For the period of April 27 to May 4, there were three transactions at Spring Grove priced at $1,419 to $1,478 psf, according to caveats lodged with URA Realis.
In one block, a 1,388 sq ft, three bedroom unit on the eighth floor was sold for $1.97 million, or $1,419 psf. It was a 25% gain for the seller, who purchased the unit for $1.57 million ($1,131 psf) in 2007. Meanwhile, the 2007 sale was an 8.3% gain for the previous owner, who had bought the unit for $1.45 million ($1,044 psf) in 1999.
In another block, a three-bedroom unit on the 13th floor was sold for $1.98 million ($1,426 psf). This represented an 11.2% loss for the seller, who purchased it for $2.23 million ($1,606 psf) in September 2007. The previous owner had made a 35% gain on a quick flip after buying the property for $1.65 million ($1,188 psf) in February 2007. In the same block, a two-bedroom unit on the 12th floor was sold for $1.495 million ($1,478 psf) on May 3.
It is evident that Spring Grove’s prime location is supporting prices above the $1,400 psf level.
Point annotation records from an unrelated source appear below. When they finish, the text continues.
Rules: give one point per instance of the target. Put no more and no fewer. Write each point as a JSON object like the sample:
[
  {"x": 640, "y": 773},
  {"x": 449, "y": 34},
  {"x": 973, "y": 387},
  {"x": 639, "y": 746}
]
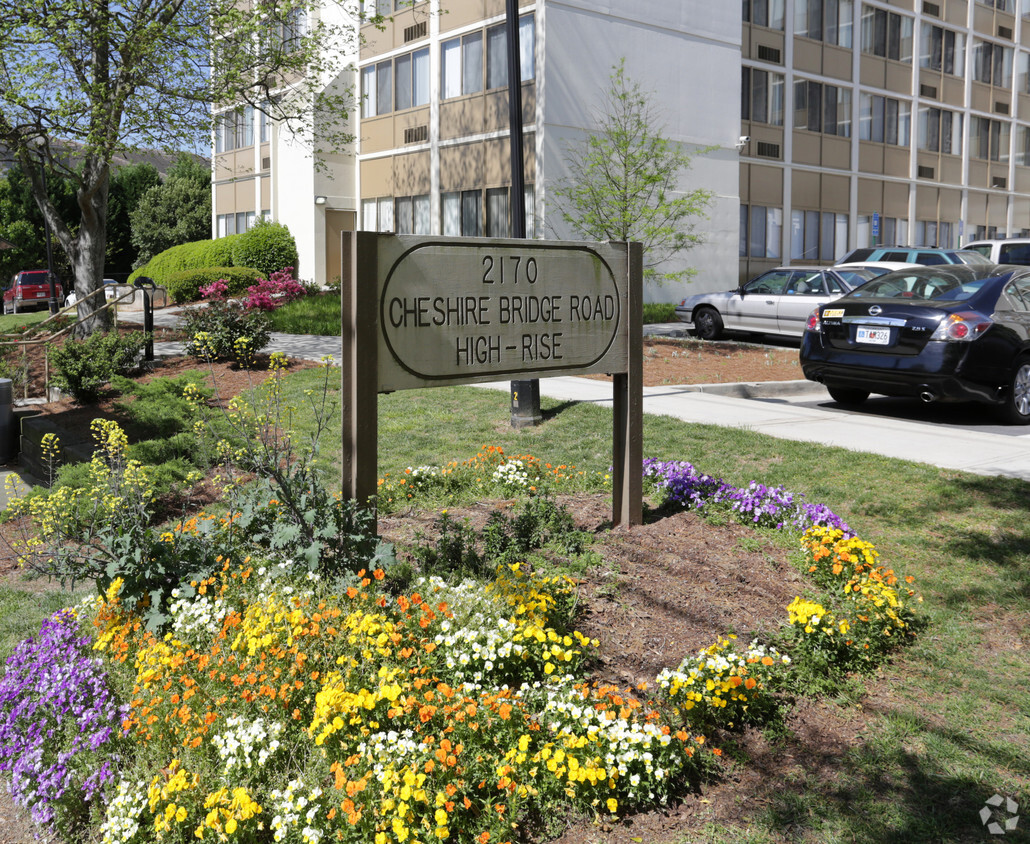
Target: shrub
[
  {"x": 84, "y": 366},
  {"x": 185, "y": 285},
  {"x": 103, "y": 531},
  {"x": 215, "y": 333},
  {"x": 659, "y": 312},
  {"x": 59, "y": 720},
  {"x": 268, "y": 246},
  {"x": 194, "y": 256},
  {"x": 276, "y": 291}
]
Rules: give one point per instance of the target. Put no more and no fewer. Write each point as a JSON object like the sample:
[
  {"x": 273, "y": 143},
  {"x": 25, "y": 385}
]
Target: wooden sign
[
  {"x": 466, "y": 310},
  {"x": 431, "y": 311}
]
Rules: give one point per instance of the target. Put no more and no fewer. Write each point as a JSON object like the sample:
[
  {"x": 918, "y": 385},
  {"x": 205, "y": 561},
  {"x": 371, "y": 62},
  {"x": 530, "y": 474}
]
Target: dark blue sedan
[{"x": 942, "y": 333}]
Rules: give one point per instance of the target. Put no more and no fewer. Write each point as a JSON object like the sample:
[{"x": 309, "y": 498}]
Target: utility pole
[{"x": 524, "y": 395}]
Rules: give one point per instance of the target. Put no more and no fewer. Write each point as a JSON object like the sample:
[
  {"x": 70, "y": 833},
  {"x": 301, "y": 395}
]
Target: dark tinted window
[
  {"x": 856, "y": 255},
  {"x": 937, "y": 287},
  {"x": 1017, "y": 296},
  {"x": 1015, "y": 254},
  {"x": 770, "y": 282}
]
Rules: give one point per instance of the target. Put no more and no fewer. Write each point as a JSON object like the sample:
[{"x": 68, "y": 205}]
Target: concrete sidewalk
[{"x": 764, "y": 408}]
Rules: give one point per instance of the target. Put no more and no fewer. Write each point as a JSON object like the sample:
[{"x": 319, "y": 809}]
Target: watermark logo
[{"x": 996, "y": 820}]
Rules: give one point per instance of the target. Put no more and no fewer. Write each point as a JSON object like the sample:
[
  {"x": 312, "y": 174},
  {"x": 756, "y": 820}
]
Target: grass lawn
[
  {"x": 955, "y": 727},
  {"x": 320, "y": 314}
]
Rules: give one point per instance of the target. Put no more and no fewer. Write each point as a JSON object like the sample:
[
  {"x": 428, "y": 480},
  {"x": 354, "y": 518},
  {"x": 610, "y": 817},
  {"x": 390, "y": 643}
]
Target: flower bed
[{"x": 282, "y": 702}]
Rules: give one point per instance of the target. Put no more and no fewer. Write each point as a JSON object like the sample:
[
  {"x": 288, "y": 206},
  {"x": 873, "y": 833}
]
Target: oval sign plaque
[{"x": 451, "y": 310}]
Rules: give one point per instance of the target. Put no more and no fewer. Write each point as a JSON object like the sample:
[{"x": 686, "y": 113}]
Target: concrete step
[{"x": 75, "y": 446}]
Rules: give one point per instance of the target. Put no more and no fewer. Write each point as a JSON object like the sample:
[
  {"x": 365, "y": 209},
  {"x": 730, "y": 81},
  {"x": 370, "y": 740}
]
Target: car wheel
[
  {"x": 708, "y": 324},
  {"x": 844, "y": 395},
  {"x": 1017, "y": 407}
]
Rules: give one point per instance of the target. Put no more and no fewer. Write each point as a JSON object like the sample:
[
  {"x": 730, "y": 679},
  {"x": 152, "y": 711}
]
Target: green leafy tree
[
  {"x": 129, "y": 186},
  {"x": 83, "y": 80},
  {"x": 22, "y": 224},
  {"x": 623, "y": 182},
  {"x": 177, "y": 210}
]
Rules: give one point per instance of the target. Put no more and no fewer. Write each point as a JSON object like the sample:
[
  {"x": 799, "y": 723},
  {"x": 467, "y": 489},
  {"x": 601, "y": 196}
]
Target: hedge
[
  {"x": 194, "y": 256},
  {"x": 184, "y": 285}
]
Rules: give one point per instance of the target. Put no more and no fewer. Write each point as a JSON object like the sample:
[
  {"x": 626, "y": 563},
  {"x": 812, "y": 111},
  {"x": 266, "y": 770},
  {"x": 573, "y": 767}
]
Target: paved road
[{"x": 963, "y": 438}]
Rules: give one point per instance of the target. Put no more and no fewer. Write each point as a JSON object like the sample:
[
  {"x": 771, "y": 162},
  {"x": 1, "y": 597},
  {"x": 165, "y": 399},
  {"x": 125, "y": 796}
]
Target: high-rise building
[{"x": 821, "y": 125}]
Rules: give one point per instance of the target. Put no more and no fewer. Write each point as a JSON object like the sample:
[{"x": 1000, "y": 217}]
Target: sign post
[{"x": 436, "y": 311}]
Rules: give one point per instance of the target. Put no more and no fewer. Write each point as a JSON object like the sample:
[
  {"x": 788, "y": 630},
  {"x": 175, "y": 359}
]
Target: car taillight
[{"x": 962, "y": 328}]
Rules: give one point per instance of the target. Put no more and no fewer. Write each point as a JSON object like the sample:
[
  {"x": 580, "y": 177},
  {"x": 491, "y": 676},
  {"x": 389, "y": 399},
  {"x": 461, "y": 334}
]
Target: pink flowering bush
[
  {"x": 275, "y": 291},
  {"x": 216, "y": 290}
]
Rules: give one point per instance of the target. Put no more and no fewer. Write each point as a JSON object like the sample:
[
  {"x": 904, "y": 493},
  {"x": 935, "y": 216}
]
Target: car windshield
[
  {"x": 921, "y": 285},
  {"x": 860, "y": 276}
]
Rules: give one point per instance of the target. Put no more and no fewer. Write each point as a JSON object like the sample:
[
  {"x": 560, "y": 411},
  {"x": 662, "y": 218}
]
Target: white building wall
[{"x": 687, "y": 55}]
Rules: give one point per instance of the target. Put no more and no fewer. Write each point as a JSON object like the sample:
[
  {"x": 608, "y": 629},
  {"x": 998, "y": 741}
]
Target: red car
[{"x": 30, "y": 290}]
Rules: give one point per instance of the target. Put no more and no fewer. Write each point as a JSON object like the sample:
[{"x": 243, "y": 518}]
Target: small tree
[
  {"x": 175, "y": 211},
  {"x": 623, "y": 181}
]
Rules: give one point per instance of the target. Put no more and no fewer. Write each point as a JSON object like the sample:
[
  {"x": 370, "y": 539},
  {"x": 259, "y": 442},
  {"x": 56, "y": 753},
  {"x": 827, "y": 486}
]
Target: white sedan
[{"x": 777, "y": 302}]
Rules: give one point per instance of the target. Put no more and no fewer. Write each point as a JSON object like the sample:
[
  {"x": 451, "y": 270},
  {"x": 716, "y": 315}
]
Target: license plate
[{"x": 879, "y": 337}]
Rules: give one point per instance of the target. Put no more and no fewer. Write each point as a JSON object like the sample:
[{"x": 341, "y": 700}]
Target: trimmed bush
[
  {"x": 83, "y": 367},
  {"x": 268, "y": 246},
  {"x": 184, "y": 285},
  {"x": 225, "y": 331},
  {"x": 194, "y": 256}
]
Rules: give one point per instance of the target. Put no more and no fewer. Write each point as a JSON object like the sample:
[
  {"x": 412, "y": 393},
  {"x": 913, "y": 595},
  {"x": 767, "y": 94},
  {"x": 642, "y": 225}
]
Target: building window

However, Credo’s Tan says it is unlikely that Spring Grove will be sold en bloc, as the reversionary interest or land owner is the US government, which leased the site to CDL for 99 years. This means that any developer interested in making an en-bloc purchase will have to request that the land owner increase the lease of the site to its full 99 years.
Meanwhile, CDL, which made an en-bloc purchase of Lucky Tower, a 92-unit freehold condo next to Spring Grove, in 2006, has yet to launch the new project on the site, after redevelopment was deferred because of the global financial crisis in 2008. Market expectation is that, given its prime location, prices of the new development are likely to be in the $3,000 psf range.